Announced at the Groucho Club in London on the eve of National Poetry Day, the Forward Prize - the country's most lucrative award for poetry - pushes Hughes's earnings from British literary prizes this year to well over pounds 40,000. His previous volume, Tales from Ovid, has won both the Whitbread Book of the Year award and the W H Smith literary award for 1998.
Birthday Letters, Hughes's intense verse account of his marriage to the American poet Sylvia Plath, who committed suicide in 1962, burst on to the literary scene in the new year. Hughes's publisher, Faber & Faber, and The Times, which bought the rights to print extracts from the work for a six-figure sum, maintained a strict silence up to publication.

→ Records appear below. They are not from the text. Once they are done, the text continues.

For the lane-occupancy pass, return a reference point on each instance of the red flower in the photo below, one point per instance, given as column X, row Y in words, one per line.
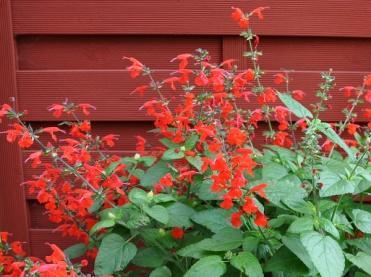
column 236, row 219
column 268, row 96
column 259, row 190
column 249, row 207
column 171, row 82
column 35, row 158
column 183, row 58
column 17, row 248
column 258, row 12
column 279, row 78
column 109, row 140
column 177, row 233
column 298, row 94
column 348, row 90
column 85, row 108
column 136, row 68
column 141, row 142
column 56, row 256
column 228, row 63
column 26, row 140
column 368, row 96
column 368, row 80
column 260, row 219
column 201, row 80
column 236, row 137
column 352, row 128
column 140, row 89
column 239, row 16
column 4, row 236
column 226, row 204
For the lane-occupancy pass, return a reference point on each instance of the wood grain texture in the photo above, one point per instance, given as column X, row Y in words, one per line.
column 105, row 52
column 289, row 17
column 13, row 214
column 303, row 53
column 110, row 91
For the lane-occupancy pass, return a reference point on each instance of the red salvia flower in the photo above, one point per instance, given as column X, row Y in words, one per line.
column 85, row 108
column 239, row 17
column 183, row 58
column 260, row 219
column 258, row 12
column 51, row 131
column 57, row 110
column 298, row 94
column 236, row 219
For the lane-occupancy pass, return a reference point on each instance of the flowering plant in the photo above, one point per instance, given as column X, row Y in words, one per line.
column 208, row 202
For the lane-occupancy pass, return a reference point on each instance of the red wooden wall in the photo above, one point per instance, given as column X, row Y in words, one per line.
column 53, row 49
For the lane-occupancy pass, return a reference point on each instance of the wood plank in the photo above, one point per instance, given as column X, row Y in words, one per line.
column 13, row 213
column 40, row 237
column 105, row 52
column 110, row 92
column 289, row 17
column 303, row 53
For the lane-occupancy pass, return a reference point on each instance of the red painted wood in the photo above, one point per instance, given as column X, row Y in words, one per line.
column 303, row 53
column 109, row 91
column 105, row 52
column 40, row 237
column 13, row 213
column 289, row 17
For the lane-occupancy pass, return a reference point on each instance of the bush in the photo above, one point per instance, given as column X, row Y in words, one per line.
column 208, row 202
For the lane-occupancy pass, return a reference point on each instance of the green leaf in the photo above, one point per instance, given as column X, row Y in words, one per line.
column 179, row 215
column 325, row 253
column 213, row 219
column 274, row 171
column 207, row 266
column 362, row 220
column 107, row 223
column 339, row 188
column 147, row 161
column 203, row 191
column 224, row 240
column 75, row 251
column 329, row 227
column 285, row 261
column 301, row 225
column 190, row 143
column 138, row 196
column 294, row 106
column 157, row 212
column 327, row 130
column 284, row 190
column 154, row 174
column 163, row 198
column 149, row 257
column 361, row 260
column 293, row 243
column 162, row 271
column 172, row 154
column 114, row 254
column 363, row 244
column 192, row 250
column 247, row 263
column 195, row 161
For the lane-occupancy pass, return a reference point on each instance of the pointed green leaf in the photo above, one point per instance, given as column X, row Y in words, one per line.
column 325, row 253
column 294, row 106
column 207, row 266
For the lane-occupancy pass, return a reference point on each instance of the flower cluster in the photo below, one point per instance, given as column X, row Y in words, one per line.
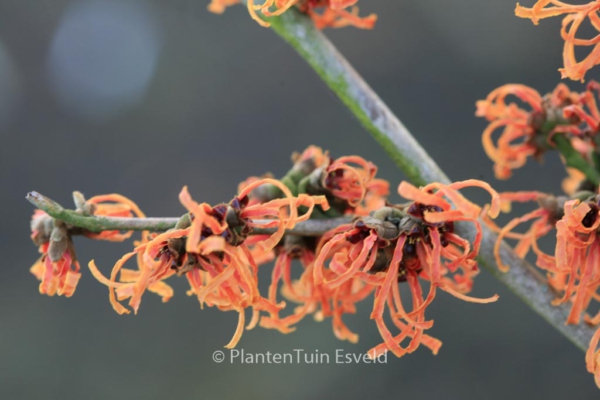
column 220, row 248
column 324, row 13
column 574, row 16
column 530, row 132
column 58, row 269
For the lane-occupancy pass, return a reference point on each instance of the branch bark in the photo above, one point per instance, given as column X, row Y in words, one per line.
column 99, row 224
column 375, row 116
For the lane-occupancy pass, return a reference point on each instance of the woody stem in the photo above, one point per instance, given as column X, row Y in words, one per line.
column 574, row 160
column 375, row 116
column 98, row 223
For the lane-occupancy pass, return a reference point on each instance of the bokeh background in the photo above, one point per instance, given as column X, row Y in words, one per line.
column 143, row 97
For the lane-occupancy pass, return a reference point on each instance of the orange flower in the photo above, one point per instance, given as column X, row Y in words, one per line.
column 57, row 269
column 577, row 270
column 58, row 276
column 334, row 14
column 112, row 205
column 574, row 16
column 403, row 244
column 213, row 254
column 528, row 133
column 550, row 210
column 325, row 13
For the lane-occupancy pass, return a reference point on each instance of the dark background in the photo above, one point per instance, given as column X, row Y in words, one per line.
column 142, row 97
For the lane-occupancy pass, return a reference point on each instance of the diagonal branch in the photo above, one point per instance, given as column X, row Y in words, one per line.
column 98, row 223
column 298, row 31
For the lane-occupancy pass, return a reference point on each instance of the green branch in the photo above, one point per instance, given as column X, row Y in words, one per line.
column 575, row 160
column 98, row 224
column 299, row 31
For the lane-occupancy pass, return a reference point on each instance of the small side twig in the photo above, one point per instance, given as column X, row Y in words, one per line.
column 98, row 223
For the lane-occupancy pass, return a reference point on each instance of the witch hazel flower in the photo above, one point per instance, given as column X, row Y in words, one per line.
column 407, row 243
column 209, row 247
column 574, row 16
column 58, row 269
column 528, row 133
column 324, row 13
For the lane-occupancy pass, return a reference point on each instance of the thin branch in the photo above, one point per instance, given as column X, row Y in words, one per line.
column 575, row 160
column 99, row 224
column 298, row 30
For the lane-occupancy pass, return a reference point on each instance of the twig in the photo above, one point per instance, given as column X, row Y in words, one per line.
column 297, row 30
column 99, row 224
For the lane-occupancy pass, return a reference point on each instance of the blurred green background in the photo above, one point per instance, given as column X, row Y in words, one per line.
column 143, row 97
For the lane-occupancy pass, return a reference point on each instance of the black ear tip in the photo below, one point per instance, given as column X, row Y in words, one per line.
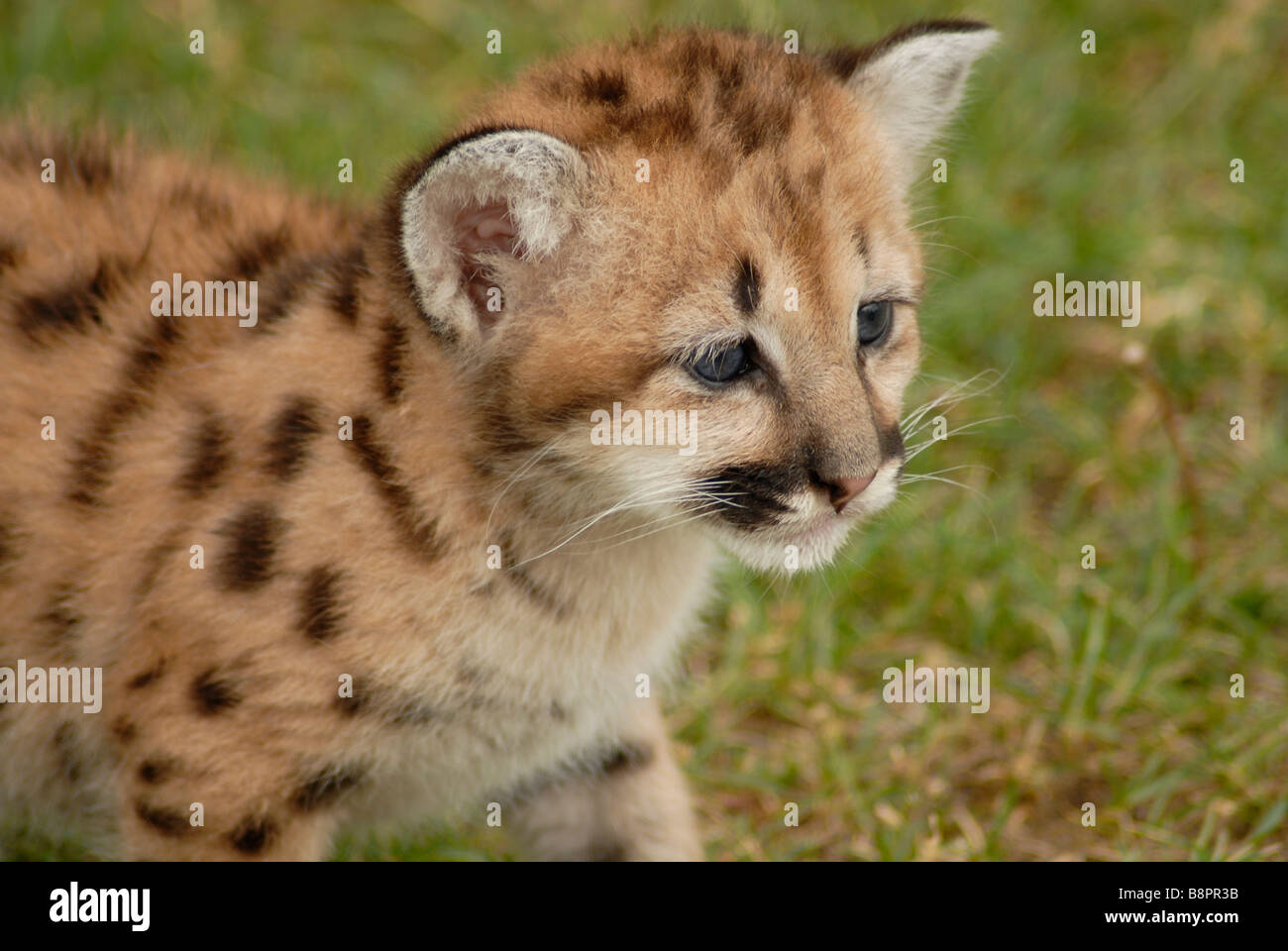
column 844, row 60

Friends and colleagues had known that the 68-year old Hughes, who lives in mid-Devon with his second wife, had composed some poems that reflected his troubled life with Plath, from their courtship at Cambridge to the disastrous aftermath of his affairs. But the range and quality of the verse narrative in Birthday Letters astounded many critics. Seamus Heaney called the sequence of poems "miraculous" while Tom Paulin hailed a "visionary" work. Its huge sales, unprecedented in number and speed for a volume of verse in Britain this century, saw Birthday Letters head the non-fiction charts for almost two months.
One of the few dissenting notes came in The Independent. Ruth Padel, winner of last year's National Poetry Award, admired Hughes's "searing autobiography" but found the work "humanly shattering, poetically inert". She concluded that "to call this his masterpiece is to deny his own gold standard".
The other winners of Forward Prizes were Paul Farley, whose book The Boy from the Chemist is Here to See You was awarded pounds 5,000 for the best first collection, and Sheenagh Pugh, who won pounds 1,000 for the best single poem, beating a shortlist including Douglas Dunn, Paul Muldoon and Peter Porter.